C'est en ces termes que sur place le père de Frédéric a invité les enduristes et les vététistes à la plus grande prudence, tandis que les circonstances du drame étaient rappelés à l'assistance. De l'avis générale des pratiquants, la campagne anti-loisirs motorisés orchestrée ces dernières années n'est pas étrangère à ce type d'«accident», malheureusement en nette recrudescence (voir contexte). Et de citer les «battues aux motorisés» et autres «chasses aux moteurs», organisées par l'ONF et l'ONCFS, et vantées par les journaux locaux. Autre triste exemple : l'appel, lancé par une certaine association écologiste radicale, à dénoncer systématiquement les randonneurs motorisés se promenant sur les chemins !

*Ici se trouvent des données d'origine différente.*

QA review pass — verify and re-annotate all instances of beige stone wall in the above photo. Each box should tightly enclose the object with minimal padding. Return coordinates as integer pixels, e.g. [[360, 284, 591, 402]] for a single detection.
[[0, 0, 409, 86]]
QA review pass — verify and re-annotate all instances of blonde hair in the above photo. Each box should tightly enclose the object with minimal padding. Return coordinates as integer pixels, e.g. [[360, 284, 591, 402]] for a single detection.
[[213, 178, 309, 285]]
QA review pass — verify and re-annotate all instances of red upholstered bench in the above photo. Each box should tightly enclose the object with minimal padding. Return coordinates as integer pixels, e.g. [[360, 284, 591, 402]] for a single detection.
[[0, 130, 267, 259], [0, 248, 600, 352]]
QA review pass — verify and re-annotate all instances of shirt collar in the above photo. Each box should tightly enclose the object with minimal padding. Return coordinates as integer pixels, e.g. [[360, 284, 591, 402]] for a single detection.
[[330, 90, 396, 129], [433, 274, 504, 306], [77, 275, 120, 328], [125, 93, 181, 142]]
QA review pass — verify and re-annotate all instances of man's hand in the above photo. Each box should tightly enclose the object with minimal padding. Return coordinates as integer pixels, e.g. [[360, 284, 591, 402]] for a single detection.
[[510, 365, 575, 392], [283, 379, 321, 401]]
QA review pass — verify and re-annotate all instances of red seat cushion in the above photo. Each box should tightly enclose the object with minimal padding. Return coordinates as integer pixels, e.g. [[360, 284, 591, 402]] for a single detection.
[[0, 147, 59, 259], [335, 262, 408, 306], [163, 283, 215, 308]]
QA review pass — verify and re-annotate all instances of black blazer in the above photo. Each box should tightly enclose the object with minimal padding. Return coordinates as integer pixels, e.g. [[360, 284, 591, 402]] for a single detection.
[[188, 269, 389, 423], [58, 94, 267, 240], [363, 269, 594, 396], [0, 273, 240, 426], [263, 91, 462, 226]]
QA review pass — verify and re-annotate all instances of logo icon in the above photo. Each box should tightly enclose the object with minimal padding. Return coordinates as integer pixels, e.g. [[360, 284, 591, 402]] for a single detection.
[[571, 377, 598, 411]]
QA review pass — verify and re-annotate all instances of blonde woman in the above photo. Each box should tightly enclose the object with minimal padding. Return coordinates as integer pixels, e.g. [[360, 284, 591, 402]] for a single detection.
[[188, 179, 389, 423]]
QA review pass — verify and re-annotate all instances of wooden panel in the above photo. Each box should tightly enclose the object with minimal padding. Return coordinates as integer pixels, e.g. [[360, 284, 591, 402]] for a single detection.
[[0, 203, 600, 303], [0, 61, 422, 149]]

Qualifiés par la circulaire Olin de «dangers pour les autres usagers», les adeptes des loisirs verts motorisés sont en réalité des victimes de cette intolérance crasse et d'une désinformation systématique les faisant passer pour des délinquants. Comme le rappelle Marin, co-organisateur de la manifestation : «Comme tous les français, nous utilisons des véhicules homologués, immatriculés, assurés, pour lesquels nous possédons un permis et payons des taxes. En conséquence, se promener sur les chemins ouverts à la circulation publique est légal et doit se faire librement et en toute sécurité. C'est une liberté constitutionnelle essentielle de notre démocratie !»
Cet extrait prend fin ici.